Hatta AKP’nin de krizidir.

Aynı zamanda Saray’ın ve Erdoğan ailesinin krizidir.

Bütün göstergelerden ortaya çıkan gerçek şu ki, damat-bakan, Erdoğan’ın bilgisi dışında bir tepki geliştirmiş, Erdoğan’ın iradesine rağmen istifa etmiştir.

O nedenle de Saray’dan aileye kadar uzanan bu derin krizin üzerinden 27 saat geçene kadar konuyla ilgili tek bir açıklama yapılamadı. Ortalıkta da resmi bir istifa mektubu görülmedi.

Abisi Türkiye’nin en büyük havuz medyasının yöneticisi olduğu halde, birkaç bağımsız gazete ve televizyonla sosyal medya olmasa damat-bakanın istifasından bütün dünyanın haberi olacaktı ama bu ülkede yaşayanlar bir bakanın istifa ettiğini öğrenemeyecekti.

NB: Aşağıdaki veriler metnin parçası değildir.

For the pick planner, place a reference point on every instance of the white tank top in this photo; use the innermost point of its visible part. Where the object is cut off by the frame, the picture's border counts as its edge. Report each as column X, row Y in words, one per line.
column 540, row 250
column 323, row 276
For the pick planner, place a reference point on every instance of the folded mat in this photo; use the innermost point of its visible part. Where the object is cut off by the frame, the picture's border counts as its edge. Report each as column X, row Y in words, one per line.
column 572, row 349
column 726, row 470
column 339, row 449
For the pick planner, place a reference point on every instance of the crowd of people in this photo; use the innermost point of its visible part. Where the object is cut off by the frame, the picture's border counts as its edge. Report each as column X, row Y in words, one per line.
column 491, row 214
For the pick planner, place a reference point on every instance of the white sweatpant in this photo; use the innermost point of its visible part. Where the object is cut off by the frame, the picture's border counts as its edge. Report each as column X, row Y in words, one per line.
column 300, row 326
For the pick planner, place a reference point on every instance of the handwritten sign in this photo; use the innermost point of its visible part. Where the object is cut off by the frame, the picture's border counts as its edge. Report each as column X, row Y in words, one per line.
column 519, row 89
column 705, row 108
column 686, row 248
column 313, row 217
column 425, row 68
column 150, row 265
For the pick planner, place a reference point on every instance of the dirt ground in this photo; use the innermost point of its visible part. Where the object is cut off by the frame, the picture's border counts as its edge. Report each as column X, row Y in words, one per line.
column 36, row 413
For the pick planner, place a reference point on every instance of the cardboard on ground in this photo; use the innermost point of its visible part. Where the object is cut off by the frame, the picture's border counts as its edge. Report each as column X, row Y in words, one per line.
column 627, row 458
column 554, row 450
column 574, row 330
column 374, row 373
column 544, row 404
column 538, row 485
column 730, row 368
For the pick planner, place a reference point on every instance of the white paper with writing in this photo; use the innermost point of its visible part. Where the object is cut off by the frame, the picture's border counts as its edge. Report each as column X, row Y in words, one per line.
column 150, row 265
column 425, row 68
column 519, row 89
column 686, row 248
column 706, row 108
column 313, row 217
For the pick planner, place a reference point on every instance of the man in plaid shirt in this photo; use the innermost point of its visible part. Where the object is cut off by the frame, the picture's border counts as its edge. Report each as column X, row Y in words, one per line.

Bakan Albayrak’ın istifa açıklamasında belirttiği gibi gerçekten ‘at izi it izine karıştı’, ‘hak ile batılı ayırt etmek zorlaştı.’

Bunun tek sebebi de ‘Cumhurbaşkanlığı Hükümet Sistemi’ denen ucubedir.

Bütün bu çok yanlı krizlerden toplam bir sonuç çıkartmak mümkün; "tek adam rejimi" bütün kötülüklerin babasıdır!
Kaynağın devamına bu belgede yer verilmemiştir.